Seated on the floor, wrapped in the tattered white cloth of his burial shroud, the man once known as Prince Uldren Sov looked up to the wide shadow Spider cast in the doorway. He rose to his feet, then bowed. "Baron," he said mistakenly, unaware that Spider neither held no such a title, nor led a great house. Spider's response was a smug laugh, though he tried to temper it behind smiling words.
"You look like the underside of a Dreg's boot," Spider opined as he glided into the room with a silence that belied his stooped posture and uneven gait. His guest—a Lightbearer, no less—turned to his Ghost in a moment of uncertainty.
"We've had better days," was the Ghost's response. Spider restrained himself from criticizing the Ghost for intruding on the conversation and pointedly ignored him.
"My boys said they found you adrift in space, that your ship ran into some… debris," Spider said. "Awful generous of them to… retrieve you." The Spider circled, slowly, blue eyes glowing in the gloom of the dimly lit space. Up close, he carefully assessed the Lightbearer's posture, his expressions, and even something as intimate and subtle as his scent. "How long were you trapped up there, in the vacuum? Dying and being reborn… over and over again?"
The Lightbearer slouched, and his gold eyes averted to the floor at the memory. "Long enough to know what eternity feels like. Long enough to know I'd never escape without…" he looked up to Spider, to the glow of those Ether-infused eyes. "Without help."

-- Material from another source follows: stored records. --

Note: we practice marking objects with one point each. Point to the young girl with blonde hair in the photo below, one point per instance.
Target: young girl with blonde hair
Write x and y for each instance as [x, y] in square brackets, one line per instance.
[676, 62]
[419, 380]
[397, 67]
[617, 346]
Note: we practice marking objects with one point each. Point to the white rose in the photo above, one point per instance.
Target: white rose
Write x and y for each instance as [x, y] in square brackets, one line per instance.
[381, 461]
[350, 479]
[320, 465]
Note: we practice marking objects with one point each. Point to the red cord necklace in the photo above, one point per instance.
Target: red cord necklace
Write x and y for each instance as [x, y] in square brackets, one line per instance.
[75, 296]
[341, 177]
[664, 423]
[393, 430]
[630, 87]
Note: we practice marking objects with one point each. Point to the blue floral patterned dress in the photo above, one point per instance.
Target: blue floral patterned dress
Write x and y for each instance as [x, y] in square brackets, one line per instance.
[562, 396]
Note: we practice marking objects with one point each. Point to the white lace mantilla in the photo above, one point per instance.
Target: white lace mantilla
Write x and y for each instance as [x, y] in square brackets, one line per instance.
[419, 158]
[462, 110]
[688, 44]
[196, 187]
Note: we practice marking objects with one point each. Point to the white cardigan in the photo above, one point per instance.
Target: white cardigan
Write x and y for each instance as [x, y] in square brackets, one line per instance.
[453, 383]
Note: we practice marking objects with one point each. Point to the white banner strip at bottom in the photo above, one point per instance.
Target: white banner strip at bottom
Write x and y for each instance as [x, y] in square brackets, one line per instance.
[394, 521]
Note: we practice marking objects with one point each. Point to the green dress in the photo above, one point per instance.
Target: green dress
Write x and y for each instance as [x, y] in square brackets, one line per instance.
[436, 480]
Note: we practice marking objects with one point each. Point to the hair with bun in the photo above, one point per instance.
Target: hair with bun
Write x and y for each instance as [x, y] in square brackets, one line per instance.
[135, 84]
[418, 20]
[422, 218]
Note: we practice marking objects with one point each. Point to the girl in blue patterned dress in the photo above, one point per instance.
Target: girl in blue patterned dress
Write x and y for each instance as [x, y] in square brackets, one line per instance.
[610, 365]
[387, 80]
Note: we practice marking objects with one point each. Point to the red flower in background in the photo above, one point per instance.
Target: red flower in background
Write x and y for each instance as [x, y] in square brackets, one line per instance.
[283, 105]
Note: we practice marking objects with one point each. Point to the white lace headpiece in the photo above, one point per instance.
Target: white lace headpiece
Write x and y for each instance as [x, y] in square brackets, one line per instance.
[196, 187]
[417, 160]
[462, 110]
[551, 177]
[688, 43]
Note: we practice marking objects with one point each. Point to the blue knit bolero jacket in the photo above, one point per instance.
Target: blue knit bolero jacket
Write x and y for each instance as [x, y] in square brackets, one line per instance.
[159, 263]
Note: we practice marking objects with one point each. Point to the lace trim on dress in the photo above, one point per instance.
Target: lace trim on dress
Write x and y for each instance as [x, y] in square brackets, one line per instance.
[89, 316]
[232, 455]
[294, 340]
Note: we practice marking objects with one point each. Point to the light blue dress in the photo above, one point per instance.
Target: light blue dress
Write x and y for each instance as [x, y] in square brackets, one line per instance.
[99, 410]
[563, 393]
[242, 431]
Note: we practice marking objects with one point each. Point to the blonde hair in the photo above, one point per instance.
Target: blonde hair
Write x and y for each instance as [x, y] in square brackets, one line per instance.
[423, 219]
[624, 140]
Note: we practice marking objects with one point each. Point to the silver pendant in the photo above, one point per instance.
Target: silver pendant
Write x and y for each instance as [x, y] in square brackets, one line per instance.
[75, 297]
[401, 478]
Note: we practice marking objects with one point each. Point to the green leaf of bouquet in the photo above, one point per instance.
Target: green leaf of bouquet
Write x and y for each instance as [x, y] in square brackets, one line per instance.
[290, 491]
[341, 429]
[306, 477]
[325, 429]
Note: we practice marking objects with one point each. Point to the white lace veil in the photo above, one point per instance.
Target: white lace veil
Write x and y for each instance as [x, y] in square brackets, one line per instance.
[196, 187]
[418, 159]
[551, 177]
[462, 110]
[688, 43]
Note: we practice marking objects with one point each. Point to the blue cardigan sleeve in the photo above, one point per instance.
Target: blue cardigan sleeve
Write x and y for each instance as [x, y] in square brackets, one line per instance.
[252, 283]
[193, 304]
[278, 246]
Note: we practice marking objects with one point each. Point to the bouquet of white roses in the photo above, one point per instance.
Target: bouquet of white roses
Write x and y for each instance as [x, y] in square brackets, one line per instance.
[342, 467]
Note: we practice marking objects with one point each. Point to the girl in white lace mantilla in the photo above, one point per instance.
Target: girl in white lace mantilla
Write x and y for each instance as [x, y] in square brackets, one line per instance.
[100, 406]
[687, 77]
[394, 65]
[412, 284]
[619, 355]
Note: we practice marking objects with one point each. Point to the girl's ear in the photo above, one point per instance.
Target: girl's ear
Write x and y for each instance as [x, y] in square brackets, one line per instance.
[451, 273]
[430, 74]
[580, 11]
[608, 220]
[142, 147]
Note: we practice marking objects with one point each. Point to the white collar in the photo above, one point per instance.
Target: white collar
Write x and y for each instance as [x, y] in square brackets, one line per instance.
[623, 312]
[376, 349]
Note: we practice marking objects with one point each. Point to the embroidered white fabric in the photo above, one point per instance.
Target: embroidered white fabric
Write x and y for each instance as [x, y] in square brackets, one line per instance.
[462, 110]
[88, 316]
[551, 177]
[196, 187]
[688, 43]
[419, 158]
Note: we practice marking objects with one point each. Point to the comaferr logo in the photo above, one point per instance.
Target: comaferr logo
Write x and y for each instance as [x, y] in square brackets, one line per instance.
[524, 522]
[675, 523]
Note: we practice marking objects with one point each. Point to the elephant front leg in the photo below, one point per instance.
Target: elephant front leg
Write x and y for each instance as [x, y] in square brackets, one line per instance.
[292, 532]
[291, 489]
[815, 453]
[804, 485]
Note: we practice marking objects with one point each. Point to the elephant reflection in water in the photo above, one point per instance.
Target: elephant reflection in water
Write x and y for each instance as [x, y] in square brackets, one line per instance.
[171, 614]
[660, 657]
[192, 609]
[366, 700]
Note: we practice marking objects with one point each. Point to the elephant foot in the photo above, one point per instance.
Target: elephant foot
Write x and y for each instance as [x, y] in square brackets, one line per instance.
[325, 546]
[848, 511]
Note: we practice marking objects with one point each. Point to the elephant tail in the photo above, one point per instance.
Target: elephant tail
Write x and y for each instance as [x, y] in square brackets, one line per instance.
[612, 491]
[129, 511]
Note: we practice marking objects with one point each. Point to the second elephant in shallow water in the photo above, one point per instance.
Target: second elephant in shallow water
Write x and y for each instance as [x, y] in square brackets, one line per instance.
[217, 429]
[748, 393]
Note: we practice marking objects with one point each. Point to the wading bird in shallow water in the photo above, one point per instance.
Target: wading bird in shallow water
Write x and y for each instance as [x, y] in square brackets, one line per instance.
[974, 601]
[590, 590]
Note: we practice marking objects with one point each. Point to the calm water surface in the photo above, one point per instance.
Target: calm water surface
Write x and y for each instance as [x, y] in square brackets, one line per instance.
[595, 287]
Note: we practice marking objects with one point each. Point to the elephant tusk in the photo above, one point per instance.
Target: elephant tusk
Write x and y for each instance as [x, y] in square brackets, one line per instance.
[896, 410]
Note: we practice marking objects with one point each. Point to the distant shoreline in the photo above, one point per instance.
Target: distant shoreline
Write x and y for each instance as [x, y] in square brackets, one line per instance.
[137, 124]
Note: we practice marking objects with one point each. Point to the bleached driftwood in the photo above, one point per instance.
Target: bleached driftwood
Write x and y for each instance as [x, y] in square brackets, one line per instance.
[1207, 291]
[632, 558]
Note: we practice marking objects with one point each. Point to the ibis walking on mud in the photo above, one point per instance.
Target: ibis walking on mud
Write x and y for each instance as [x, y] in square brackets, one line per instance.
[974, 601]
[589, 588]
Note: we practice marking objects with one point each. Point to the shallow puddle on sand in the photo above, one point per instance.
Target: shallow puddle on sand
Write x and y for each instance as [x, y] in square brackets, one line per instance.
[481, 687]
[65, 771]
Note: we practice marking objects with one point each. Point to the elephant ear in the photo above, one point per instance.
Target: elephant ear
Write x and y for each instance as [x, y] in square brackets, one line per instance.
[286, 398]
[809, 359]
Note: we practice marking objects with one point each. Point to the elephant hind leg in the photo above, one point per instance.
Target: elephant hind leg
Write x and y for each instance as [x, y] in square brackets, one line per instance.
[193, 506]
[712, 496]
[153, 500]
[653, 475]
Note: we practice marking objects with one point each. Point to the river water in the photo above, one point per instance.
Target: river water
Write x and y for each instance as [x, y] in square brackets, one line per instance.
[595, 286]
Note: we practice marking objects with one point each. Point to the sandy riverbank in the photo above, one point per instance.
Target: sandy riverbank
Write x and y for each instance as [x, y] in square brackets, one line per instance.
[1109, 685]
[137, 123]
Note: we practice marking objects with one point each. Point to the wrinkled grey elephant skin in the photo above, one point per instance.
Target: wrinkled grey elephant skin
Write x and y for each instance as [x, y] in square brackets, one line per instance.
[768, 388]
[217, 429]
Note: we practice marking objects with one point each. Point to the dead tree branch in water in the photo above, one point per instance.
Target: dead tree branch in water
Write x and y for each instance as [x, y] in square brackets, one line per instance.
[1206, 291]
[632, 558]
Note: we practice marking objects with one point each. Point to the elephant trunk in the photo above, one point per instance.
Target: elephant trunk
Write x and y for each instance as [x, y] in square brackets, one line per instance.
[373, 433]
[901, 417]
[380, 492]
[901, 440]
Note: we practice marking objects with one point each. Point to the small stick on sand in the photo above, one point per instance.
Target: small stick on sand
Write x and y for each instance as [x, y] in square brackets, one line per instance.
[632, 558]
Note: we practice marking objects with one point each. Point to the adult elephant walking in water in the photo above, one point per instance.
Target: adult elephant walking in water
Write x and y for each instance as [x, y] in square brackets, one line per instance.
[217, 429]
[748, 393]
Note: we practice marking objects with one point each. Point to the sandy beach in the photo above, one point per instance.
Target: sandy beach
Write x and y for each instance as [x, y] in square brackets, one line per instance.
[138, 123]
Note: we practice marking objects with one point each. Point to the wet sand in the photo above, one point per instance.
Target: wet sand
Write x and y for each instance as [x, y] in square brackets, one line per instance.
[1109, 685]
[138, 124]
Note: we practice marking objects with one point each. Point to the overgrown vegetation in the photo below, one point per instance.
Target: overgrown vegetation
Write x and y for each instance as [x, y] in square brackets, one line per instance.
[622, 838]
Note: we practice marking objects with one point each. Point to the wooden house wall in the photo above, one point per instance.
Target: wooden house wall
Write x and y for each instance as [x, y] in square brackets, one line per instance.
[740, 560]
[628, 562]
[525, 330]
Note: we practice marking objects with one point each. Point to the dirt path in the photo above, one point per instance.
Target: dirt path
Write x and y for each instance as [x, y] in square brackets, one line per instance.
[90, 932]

"That's me," Spider said eagerly, "very helpful. Very helpful indeed." Now sure that the Lightbearer didn't recognize him, Spider ambled up close and took an assessing look at his new guest. "I don't think I caught your name," he added—one final test.
"I…" The Lightbearer didn't know how to answer. His Ghost was silent too. "I don't have one." It took all of Spider's energy not to burst out in gleeful laughter.
"Well, that won't do," Spider insisted as he laid a hand on the Lightbearer's shoulder. "That won't do at all. I won't have someone in my care…" and Spider was careful to emphasize that word, "without a proper name."
With a sly tone, Spider moved in closer and suggested, "How about we try one out? Just for a little while. You and me." His voice lowered, gravely and hushed. "What do you think about… Crow?"
The Lightbearer's eyes showed no recognition. The Spider's shone with predatory intent.